Band | Wavelength (nm) | Channel count |
Modulation | Amplifier technology |
O | 1,260 – 1,360 | 305 | 16QAM | bismuth + praseodymium |
E | 1,360 – 1,460 | 314 | 64QAM | bismuth |
S | 1,460 – 1,530 | 318 | 256QAM | thulium |
C | 1,530 – 1,565 | 195 | 256QAM | erbium |
L | 1,565 – 1,625 | 253 | 256QAM | erbium |
U | 1,625 – 1,675 | 123 | 64QAM | Raman |
Transmission along optical fibres is normally at the lowest-loss wavelengths: C-band, with L-band added occasionally for more capacity – both are amenable to erbium doped fiber amplification.
Adding more bands can increase the capacity of installed links without the cost of adding more fibres, but this means coping with higher loss and finding suitable amplifiers.

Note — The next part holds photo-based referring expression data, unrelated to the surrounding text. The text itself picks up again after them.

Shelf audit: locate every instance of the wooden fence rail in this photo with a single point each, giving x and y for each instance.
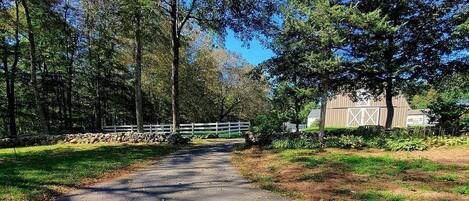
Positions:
(186, 129)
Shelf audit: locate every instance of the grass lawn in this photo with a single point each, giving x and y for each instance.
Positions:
(337, 174)
(41, 172)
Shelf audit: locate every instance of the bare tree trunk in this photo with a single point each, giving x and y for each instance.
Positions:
(389, 105)
(322, 122)
(175, 65)
(10, 77)
(40, 106)
(70, 48)
(138, 69)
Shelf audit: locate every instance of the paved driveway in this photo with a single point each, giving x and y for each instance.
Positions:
(203, 173)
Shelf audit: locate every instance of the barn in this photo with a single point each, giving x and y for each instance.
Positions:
(342, 111)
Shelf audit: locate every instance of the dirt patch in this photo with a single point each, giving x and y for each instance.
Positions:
(447, 155)
(116, 174)
(328, 182)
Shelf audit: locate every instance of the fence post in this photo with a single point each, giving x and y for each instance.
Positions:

To achieve the record, six doped fibre amplifiers provided gain for O, E, S, C and L-bands, with novel discrete Raman amplification in U-band, and distributed Raman amplification along with custom equalisers for optical gain profile shaping in O and E-bands.
Praseodymium, bismuth and thulium-doped amplifiers were used for the O, E and S-bands, and erbium for C and L-bands.
The fibre was water-absorption-peak-suppressed single-core single-mode with 0.125mm diameter cladding, and a coating taking this to between 0.235 to 0.265mm.
In commercial C-band plus L-band systems, this type of fibre is limited to around 100Tbit/s, increasing to 150Tbit/s in research demonstrations, Ben Puttnam of NICT told Electronics Weekly.
Signals in the six-band NICT demonstration were added using dual-polarisation QAM (quadrature-amplitude modulation) with 16, 64 or 256 symbols per constellation.
NICT collaborated with: Aston University (UK, Raman amplifiers), Nokia Bell Labs (USA, optical gain equalisers), Amonics (Hong Kong, optical fiber amplifiers and Raman amplifiers), University of Padova (Italy, transmission experiments) and the University of Stuttgart (Germany, transmission experiments).
This work was first revealed at OFC 2024 in San Diego earlier this year in the paper ‘402 Tb/s GMI data-rate OESCLU-band transmission’.